Pentyl isocyanate
- Names: IUPAC name 1-isocyanatopentane

Identifiers
- CAS Number: 3954-13-0;
- 3D model (JSmol): Interactive image;
- ChemSpider: 178519;
- ECHA InfoCard: 100.154.472
- EC Number: 626-033-6;
- PubChem CID: 206036;
- CompTox Dashboard (EPA): DTXSID10192662;

Properties
- Chemical formula: C_{6}H_{11}NO
- Molar mass: 113.160 g·mol^{−1}
- Appearance: clear liquid
- Density: 0.878 g/mL at 25 °C
- Boiling point: 136–137 °C (277–279 °F; 409–410 K)
- Hazards: GHS labelling:
- Pictograms: GHS02: Flammable GHS05: Corrosive GHS07: Exclamation mark
- Signal word: Danger
- Hazard statements: H226, H302, H312, H315, H317, H318, H332, H334, H335
- Precautionary statements: P210, P233, P240, P280, P303, P305, P338, P351, P353, P361
- Flash point: 32 °C (90 °F; 305 K)

Related compounds
- Related compounds: Methyl isocyanate; Ethyl isocyanate; Propyl isocyanate; Butyl isocyanate; Hexyl isocyanate; Heptyl isocyanate;

= Pentyl isocyanate =

Pentyl isocyanate is an organic chemical compound of carbon, hydrogen, nitrogen, and oxygen with the linear formula CH3(CH2)4NCO.

==Synthesis==
The most common industrial route to obtain the compound involves reacting n-pentylamine with phosgene.
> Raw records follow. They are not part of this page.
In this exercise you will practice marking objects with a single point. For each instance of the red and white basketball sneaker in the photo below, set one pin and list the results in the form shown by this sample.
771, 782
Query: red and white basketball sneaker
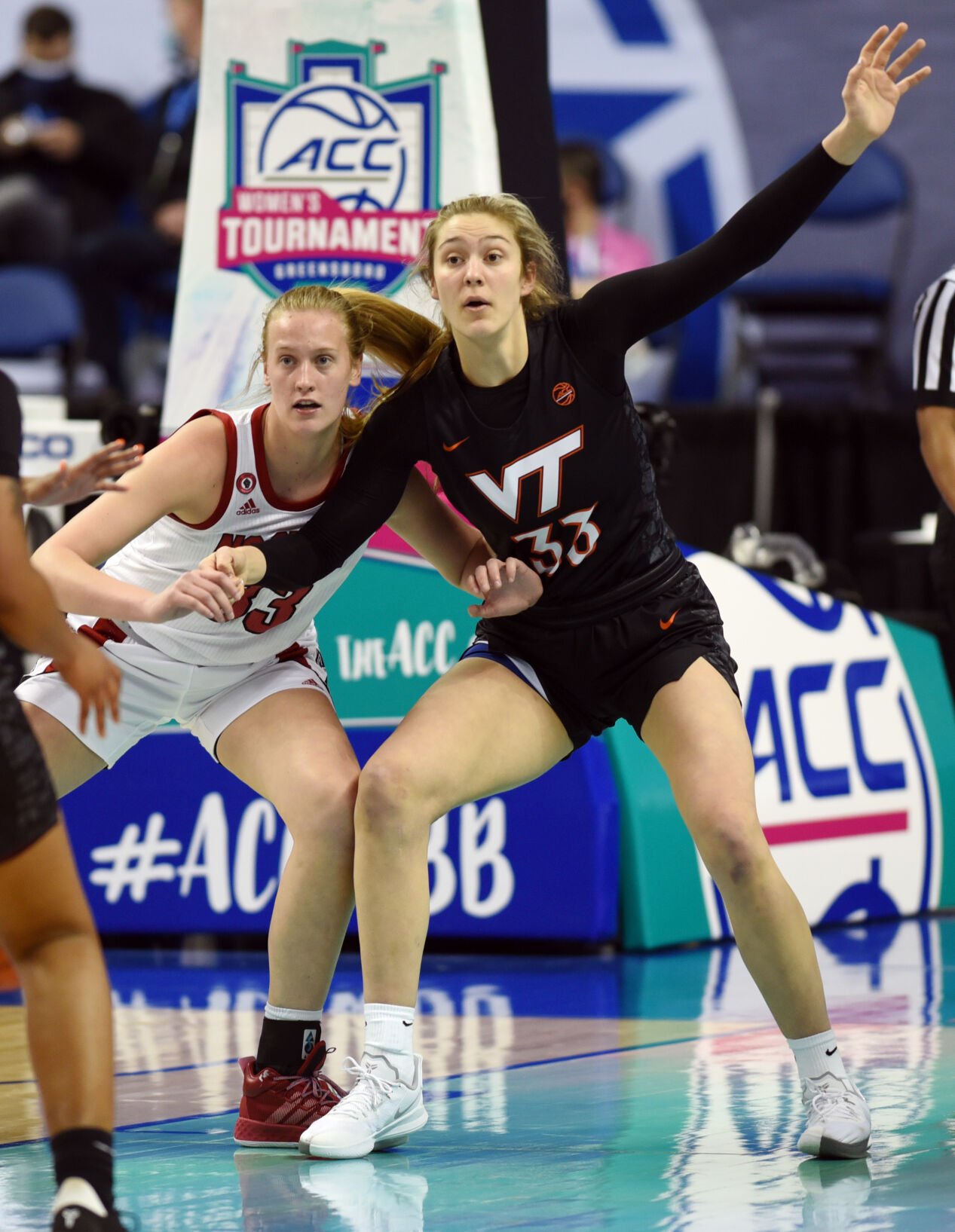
275, 1108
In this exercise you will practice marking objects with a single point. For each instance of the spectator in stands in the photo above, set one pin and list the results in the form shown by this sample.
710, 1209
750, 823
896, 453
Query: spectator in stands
68, 151
595, 246
141, 259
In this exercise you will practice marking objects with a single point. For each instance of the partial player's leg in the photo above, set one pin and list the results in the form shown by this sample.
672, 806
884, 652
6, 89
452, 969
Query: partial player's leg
695, 729
71, 763
47, 928
477, 731
291, 749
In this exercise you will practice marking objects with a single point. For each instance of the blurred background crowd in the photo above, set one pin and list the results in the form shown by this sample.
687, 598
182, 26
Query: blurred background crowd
807, 408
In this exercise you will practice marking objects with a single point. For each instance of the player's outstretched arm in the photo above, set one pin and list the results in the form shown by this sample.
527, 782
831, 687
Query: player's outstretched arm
873, 90
96, 473
182, 475
29, 616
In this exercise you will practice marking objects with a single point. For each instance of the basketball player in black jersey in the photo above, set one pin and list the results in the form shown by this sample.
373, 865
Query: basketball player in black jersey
520, 405
44, 922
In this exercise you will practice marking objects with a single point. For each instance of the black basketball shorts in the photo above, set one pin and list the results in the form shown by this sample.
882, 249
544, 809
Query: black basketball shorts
611, 668
30, 803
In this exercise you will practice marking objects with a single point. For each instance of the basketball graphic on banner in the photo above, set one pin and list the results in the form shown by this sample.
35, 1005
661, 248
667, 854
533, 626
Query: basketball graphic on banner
341, 133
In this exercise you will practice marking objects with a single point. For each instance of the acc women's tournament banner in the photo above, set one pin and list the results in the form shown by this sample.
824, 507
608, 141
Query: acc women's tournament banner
328, 136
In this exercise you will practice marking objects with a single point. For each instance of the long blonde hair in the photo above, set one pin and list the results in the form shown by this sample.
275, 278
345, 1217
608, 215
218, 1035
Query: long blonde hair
401, 338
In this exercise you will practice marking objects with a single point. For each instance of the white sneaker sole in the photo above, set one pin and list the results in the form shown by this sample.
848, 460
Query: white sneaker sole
831, 1148
393, 1135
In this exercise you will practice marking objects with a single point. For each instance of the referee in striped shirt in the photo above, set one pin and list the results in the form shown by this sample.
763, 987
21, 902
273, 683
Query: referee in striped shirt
933, 378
The reaction typically occurs in an inert organic solvent (like chlorobenzene) to form a carbamoyl chloride intermediate, followed by heating (100–200 °C) to complete the conversion and remove hydrogen chloride (HCl).

CH3(CH2)4NH2 + COCl2 -> CH3(CH2)4NCO + 2 HCl

==Physical properties==
Pentyl isocyanate forms a clear, flammable colorless liquid. It is highly toxic.

==Uses==
The compound is used in a variety of research applications.